Even taking the current farm structure at face value, enviro-farm programs assume that good results can only be achieved if farmers are paid to produce the desired outcomes. While that might be the easiest method politically, it is by no means the only avenue available.

For example, positive environmental outcomes on farmland could also be realized by regulating harmful practices or establishing environmental benchmarks that do not dictate farming practices outright, but require farmers to consider farming techniques that will produce positive outcomes (or at least lessen negative ones) for their own farms and the larger society. That's how government treats most other industries. Emission standards, for example, have forced manufacturing companies to internalize more of the costs of the pollution they create.

Agriculture, on the other hand, is unique in that government is proposing to pay the source to lessen or stop polluting—and neither is there much debate over it. Said an ERS report last year, "Regulatory requirements are rare within traditional agri-environmental policy."

That's not to say farmers face no environmental regulation—the Clean Water Act is particularly notable. Wisconsin is also considering additional regulations to reduce runoff on farms as well as golf courses, construction sites and other sources that would be among the most comprehensive in the country.

But Heimlich acknowledged that farmers are generally not asked to bear the costs of their pollution or habitat destruction. "We don't take the gloves off" when it comes to farms and their impact on the environment, probably for deep-seated cultural reasons, Heimlich said. "It's hard to explain in any rational way."

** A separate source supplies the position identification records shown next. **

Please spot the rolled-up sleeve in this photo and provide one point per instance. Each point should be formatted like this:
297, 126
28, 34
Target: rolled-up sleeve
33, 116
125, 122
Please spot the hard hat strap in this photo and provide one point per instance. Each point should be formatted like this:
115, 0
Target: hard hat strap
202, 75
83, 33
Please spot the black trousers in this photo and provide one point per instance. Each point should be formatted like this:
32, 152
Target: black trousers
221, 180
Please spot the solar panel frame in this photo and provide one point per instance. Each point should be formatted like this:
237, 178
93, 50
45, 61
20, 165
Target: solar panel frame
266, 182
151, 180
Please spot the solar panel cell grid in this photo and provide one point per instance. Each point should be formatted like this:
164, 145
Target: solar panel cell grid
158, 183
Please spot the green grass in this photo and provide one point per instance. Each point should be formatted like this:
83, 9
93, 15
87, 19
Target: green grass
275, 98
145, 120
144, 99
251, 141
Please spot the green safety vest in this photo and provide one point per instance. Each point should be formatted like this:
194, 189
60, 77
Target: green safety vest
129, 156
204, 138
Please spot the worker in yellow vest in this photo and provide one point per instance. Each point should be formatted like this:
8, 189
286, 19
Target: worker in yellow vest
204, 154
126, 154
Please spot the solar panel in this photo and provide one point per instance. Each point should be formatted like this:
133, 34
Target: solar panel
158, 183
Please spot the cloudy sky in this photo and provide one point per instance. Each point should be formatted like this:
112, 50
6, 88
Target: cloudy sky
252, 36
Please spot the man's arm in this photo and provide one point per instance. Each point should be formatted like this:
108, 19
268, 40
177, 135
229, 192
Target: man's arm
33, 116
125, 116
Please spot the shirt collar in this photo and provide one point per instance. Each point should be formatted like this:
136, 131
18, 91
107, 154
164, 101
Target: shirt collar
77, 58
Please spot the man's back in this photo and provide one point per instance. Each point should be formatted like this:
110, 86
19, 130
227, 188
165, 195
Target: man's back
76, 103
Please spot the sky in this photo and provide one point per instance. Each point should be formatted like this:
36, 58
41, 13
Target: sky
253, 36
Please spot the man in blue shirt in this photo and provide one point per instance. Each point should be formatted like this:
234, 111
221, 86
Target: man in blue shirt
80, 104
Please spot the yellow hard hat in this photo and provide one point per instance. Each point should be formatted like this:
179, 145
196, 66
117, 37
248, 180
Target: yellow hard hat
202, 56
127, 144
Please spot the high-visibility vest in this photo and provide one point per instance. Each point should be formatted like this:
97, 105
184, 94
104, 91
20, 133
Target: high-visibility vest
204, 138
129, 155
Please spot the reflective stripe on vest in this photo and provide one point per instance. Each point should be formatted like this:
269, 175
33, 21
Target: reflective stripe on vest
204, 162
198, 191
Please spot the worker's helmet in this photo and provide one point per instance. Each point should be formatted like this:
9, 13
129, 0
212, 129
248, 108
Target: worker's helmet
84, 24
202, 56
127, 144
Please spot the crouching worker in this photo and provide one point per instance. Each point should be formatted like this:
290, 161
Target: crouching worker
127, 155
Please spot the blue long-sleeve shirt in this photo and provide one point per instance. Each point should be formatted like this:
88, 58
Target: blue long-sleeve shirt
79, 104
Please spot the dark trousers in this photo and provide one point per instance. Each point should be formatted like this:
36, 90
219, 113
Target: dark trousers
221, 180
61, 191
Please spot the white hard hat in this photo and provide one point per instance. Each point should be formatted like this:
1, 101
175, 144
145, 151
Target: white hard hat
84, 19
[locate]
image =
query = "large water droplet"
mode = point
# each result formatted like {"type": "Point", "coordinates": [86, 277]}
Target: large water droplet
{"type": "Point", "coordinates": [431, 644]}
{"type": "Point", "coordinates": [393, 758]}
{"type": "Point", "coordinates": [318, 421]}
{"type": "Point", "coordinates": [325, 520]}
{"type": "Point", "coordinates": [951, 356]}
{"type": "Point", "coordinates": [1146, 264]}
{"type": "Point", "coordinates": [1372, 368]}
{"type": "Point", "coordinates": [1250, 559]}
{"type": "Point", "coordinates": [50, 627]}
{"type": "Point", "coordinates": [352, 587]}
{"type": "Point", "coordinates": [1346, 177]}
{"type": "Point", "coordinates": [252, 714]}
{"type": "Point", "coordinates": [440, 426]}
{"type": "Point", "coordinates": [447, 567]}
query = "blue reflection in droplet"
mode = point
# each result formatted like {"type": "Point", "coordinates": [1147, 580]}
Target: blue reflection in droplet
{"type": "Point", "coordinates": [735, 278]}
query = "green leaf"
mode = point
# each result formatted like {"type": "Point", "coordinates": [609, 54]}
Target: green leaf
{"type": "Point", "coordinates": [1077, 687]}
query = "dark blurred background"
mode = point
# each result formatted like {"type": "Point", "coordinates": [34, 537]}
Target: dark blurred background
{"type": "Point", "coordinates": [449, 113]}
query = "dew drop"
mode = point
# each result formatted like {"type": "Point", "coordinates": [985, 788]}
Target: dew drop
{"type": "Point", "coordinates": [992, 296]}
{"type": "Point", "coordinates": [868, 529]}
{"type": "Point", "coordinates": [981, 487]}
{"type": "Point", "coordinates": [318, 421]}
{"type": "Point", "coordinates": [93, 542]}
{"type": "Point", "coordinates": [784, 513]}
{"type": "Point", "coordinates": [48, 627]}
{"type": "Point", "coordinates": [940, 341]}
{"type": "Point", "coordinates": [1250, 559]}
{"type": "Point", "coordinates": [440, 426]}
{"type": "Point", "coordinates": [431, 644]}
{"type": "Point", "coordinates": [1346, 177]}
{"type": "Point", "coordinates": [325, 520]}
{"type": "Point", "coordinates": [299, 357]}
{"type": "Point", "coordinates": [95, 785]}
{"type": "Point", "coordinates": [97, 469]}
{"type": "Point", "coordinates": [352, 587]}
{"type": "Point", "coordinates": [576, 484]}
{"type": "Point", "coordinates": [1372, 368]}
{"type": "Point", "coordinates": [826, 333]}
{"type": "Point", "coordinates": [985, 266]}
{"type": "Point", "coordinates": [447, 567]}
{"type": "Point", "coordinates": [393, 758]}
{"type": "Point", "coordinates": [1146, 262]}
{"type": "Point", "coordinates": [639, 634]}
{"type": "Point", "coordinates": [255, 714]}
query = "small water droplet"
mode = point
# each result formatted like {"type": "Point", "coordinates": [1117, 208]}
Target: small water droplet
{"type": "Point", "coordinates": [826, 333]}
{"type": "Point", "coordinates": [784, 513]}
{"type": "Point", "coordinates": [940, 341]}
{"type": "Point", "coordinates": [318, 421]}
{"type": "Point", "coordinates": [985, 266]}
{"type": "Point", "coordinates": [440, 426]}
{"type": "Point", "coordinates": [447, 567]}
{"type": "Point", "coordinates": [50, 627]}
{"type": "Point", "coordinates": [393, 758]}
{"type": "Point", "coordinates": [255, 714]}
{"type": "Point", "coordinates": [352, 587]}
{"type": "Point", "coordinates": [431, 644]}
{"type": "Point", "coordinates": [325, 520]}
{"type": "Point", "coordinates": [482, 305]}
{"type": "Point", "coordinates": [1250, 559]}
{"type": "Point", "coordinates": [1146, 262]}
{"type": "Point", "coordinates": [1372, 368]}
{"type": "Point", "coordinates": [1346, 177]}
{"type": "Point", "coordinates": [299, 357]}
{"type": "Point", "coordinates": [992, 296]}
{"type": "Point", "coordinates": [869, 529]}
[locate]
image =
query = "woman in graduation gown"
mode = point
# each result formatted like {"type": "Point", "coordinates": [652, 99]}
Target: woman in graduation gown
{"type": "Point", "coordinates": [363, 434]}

For example, rather than restrict farming immediately along water bodies and allow narrow bands of grass and other vegetation to grow naturally to reduce sediment and other runoff, new programs like the Conservation Reserve Enhancement Program (CREP) are paying farmers for similar outcomes. Wisconsin's proposal for stricter runoff regulations reportedly dropped a requirement for 10-foot buffers between farmland and water bodies in part because it could jeopardize federal funding already in place to do the same thing.

Minnesota, North Dakota and Wisconsin are three of just 15 states eligible for CREP, which often averages about $100 or more per acre, or about twice regular CRP payments. As one of the first states to become eligible for CREP enrollments, Minnesota has easily the largest CREP participation in the district. Enrollments went from 56 contracts in 1999 to 458 for 2002. All told, about 1,200 Minnesota contract holders are paid annual rents of $3.7 million for idling 35,000 acres (about two-tenths of 1 percent of state cropland), or better than $3,000 for the average 30-acre contract.

To many, that's a good deal, at least for farmers and the environment. And while such programs might not be perfect, conservation reserve and other enviro-farm programs offer many more benefits than do other potential uses—like housing or commercial development—on land that is not being farmed, said Heimlich. "It all tends to be relativistic."

In the real world that involves the give-and-take of politics, enviro-farm programs are justified because if they were all taken away, Heimlich said, "there would still be farming ... and you'd get lower [environmental] outcomes without the incentives."